Cuando jugábamos Ping-Pong (sí, porque el tenis de mesa es serio) con
mi prima, luego de algunos puntos le empezaba a temblar la mano. Un remezón
terrible recorría su brazo izquierdo y transformaba sus dedos en tentáculos caóticos
de distinta tonalidad roja.
Sin importar el resultado previo los partidos concluían al empezar yo a
decirle que podría, a futuro, trabajar en algún circo; como la mujer del
tiritón, la niña juguera o la batidora humana.
Para mí era chistoso, para ella un destino terrible que no quería
aceptar.

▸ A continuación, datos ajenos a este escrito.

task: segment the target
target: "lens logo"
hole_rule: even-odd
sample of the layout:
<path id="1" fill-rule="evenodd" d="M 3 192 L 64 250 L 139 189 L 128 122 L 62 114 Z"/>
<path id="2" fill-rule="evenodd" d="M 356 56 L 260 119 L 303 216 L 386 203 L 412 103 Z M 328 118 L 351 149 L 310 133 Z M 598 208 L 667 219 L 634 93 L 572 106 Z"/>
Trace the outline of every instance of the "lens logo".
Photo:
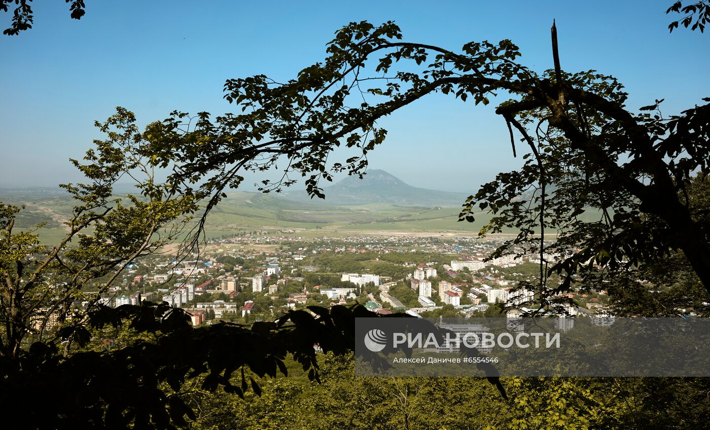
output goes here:
<path id="1" fill-rule="evenodd" d="M 379 329 L 373 329 L 365 335 L 365 346 L 373 353 L 378 353 L 387 346 L 387 335 Z"/>

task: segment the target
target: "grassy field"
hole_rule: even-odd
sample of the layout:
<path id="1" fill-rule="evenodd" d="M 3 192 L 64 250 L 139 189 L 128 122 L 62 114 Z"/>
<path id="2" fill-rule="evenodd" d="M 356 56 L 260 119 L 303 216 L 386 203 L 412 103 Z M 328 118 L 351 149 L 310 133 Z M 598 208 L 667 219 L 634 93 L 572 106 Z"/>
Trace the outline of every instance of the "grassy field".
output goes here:
<path id="1" fill-rule="evenodd" d="M 0 194 L 0 200 L 24 204 L 28 223 L 50 221 L 48 226 L 52 228 L 40 230 L 40 239 L 47 244 L 57 243 L 64 236 L 65 231 L 60 226 L 60 223 L 68 218 L 73 207 L 72 199 L 65 196 L 15 192 Z M 478 233 L 491 218 L 490 214 L 479 212 L 475 214 L 475 222 L 459 222 L 459 212 L 457 207 L 427 208 L 384 203 L 337 206 L 321 202 L 291 202 L 268 194 L 236 192 L 230 194 L 209 214 L 205 237 L 218 238 L 255 230 L 274 233 L 293 230 L 291 236 L 301 237 L 388 233 L 469 236 Z M 594 214 L 586 215 L 594 216 Z"/>

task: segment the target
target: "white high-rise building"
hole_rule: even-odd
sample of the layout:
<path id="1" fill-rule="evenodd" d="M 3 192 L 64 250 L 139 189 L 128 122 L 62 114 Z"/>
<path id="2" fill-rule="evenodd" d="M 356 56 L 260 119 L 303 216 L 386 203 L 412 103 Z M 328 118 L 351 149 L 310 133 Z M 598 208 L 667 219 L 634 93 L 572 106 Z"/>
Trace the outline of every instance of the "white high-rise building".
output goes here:
<path id="1" fill-rule="evenodd" d="M 517 291 L 510 291 L 508 294 L 508 299 L 510 300 L 511 306 L 525 304 L 528 302 L 532 302 L 534 299 L 535 292 L 525 288 Z"/>
<path id="2" fill-rule="evenodd" d="M 451 291 L 451 283 L 447 281 L 439 281 L 439 298 L 443 302 L 446 292 Z"/>
<path id="3" fill-rule="evenodd" d="M 444 294 L 444 303 L 445 304 L 459 306 L 461 304 L 461 297 L 453 291 L 447 291 Z"/>
<path id="4" fill-rule="evenodd" d="M 419 295 L 425 297 L 432 296 L 432 282 L 427 280 L 419 281 Z"/>
<path id="5" fill-rule="evenodd" d="M 364 287 L 372 282 L 376 287 L 380 285 L 380 275 L 366 273 L 359 275 L 358 273 L 344 273 L 340 280 L 342 282 L 350 282 L 359 287 Z"/>
<path id="6" fill-rule="evenodd" d="M 486 292 L 486 296 L 488 303 L 496 303 L 496 302 L 505 303 L 508 302 L 508 290 L 503 290 L 502 288 L 489 290 Z"/>
<path id="7" fill-rule="evenodd" d="M 451 270 L 460 270 L 466 268 L 473 272 L 486 267 L 486 263 L 483 261 L 452 261 Z"/>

Para mis otros primos un espectáculo interesante de ver, pues casi
siempre terminaba en una acalorada pelea entre ambos (donde nuestros cuerpos
jugaban el rol de pelotas en un paleteo incesante). Para mi madre era una
crueldad terrible de mi parte y muchas, muchísimas veces me castigaban sin ver
esa azul y reluciente mesa deportiva y profesional, por semanas.
Aún así, cada cierto tiempo volvía a pasar y le predecía el mismo
destino: “Te va a llevar el circo” y el resultado era el mismo llanto con moco
tendido y paletazos generalizados.
Hoy, más de veinte años después, voy a verla a de nuevo.
Cambió la paleta de Ping-Pong por el trapecio y será la protagonista de
varias funciones de un circo de renombre que se encuentra, por ahora, en la
capital.
El circo se la llevó, yo lo sabía.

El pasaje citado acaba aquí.